Ice loss in Greenland will increase sea level by 10 centimeters

Hyperaxion Aug 17, 2020

The temperature in Greenland will increase by 4 to 6.6ºC by the end of the 21st century, causing billions of tons of ice to melt.

The melting of ice sheets in Greenland has reached a point of no return and will cause a global increase of at least 10 centimeters in sea level by the end of the 21st century.

Ice loss in Greenland will increase sea level by 10 centimeters
(Credit: Jennifer Latuperisa-Andresen / Unsplash).

This is the conclusion of a new study published in July in the International Journal of Climatology, carried out by an international team of glaciologists and climatologists.

According to the researchers, the estimates are “conservative” considering the possible devastating effects of climate change and the various ways in which ice loss can be accelerated.

Also, the prediction is consistent with recent studies released by the Intergovernmental Panel on Climate Change (IPCC).

Led by Professor Edward Hanna of the University of Lincoln in the United Kingdom, the researchers analyzed data on Greenland’s surface air temperature between 1991 and 2019.

They noted that the coastal region showed an increase of 4.4ºC in the winter and 1.7ºC in the summer between that period.

Crossing this information with computational models, the scientists concluded that each additional Celsius degree during the summer is equivalent to about 91 billion tons of surface mass loss per year (or an annual loss of 116 billion tons of total mass).

Global and regional climate modeling tools have also made it possible to estimate that, by 2100, Greenland is likely to have an increase of 4.0 to 6.6 ºC in its temperature.

And that could result in a 10 to 12.5 cm rise in sea level worldwide by the end of this century. The analysis highlights how the polar regions are more sensitive to the consequences of climate change.

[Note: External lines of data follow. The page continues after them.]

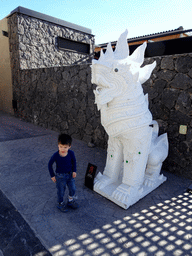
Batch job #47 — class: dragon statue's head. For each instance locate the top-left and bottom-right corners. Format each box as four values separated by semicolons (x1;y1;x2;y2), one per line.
91;30;156;109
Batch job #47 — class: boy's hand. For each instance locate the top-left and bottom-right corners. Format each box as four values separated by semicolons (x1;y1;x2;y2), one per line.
51;176;56;183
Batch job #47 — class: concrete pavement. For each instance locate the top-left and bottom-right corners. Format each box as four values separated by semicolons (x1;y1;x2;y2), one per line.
0;112;192;256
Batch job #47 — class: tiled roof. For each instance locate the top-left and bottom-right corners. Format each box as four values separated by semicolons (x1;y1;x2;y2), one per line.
98;26;192;47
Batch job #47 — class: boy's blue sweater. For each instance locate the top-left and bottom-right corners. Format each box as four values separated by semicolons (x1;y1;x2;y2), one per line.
48;149;76;178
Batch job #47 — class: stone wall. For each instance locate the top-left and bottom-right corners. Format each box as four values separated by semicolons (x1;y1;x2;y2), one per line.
14;65;107;147
143;54;192;179
9;13;94;69
9;23;192;179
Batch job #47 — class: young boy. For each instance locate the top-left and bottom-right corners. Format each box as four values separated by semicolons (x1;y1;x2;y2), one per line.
48;134;79;212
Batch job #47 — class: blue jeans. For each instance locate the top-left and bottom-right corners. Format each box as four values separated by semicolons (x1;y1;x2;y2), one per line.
55;172;76;203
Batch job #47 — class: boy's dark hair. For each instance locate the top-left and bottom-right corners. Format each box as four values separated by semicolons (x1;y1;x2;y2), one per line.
58;134;72;146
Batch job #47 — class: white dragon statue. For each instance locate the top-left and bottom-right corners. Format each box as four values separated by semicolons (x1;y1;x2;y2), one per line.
91;30;168;209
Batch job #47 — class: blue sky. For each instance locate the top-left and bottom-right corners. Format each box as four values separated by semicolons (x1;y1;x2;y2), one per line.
0;0;192;44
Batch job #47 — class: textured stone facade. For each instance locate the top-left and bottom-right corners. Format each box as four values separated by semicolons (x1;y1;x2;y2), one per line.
9;13;94;69
11;54;192;178
14;65;107;147
143;54;192;179
6;13;192;179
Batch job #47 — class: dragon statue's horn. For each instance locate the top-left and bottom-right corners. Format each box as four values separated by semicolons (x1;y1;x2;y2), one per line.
114;29;129;60
129;42;147;66
104;42;114;59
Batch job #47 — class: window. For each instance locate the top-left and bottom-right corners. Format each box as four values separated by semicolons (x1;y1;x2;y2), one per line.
57;37;90;54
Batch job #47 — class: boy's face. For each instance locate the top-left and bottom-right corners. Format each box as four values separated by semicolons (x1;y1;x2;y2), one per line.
58;143;71;156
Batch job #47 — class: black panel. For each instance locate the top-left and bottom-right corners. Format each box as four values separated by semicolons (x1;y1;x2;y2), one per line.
129;36;192;58
2;30;9;37
57;37;90;54
95;36;192;59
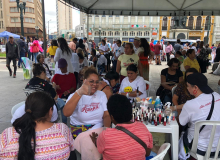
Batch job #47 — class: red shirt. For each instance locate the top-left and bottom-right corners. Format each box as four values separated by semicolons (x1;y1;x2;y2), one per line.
154;43;162;55
97;122;153;160
150;42;154;52
52;73;76;98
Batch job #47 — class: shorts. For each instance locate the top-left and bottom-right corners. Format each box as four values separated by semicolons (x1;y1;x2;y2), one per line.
6;57;16;67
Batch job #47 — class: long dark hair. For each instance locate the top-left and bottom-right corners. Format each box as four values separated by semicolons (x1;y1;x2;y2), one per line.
51;39;58;48
12;92;54;160
58;37;71;55
140;38;150;57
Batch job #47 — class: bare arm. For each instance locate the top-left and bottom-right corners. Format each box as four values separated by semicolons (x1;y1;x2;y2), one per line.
138;60;143;77
116;60;121;74
103;111;111;127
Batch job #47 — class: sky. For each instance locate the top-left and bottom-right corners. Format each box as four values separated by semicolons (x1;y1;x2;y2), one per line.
44;0;80;33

“The Greenland Ice Sheet is one of the most sensitive and reliable measures of global climate change,” Professor Edward Hanna said. “Here we have used relatively simple statistical analysis of data and model output from the last 30 years as a sense-check on prediction of future ice-sheet surface mass change.”

The study also looked at the relationship between temperature changes in Greenland and the atmospheric high-pressure blocking, which is the presence of a greater than normal air mass positioned over Greenland, and concluded that this phenomenon played a crucial role in melting the region’s ice.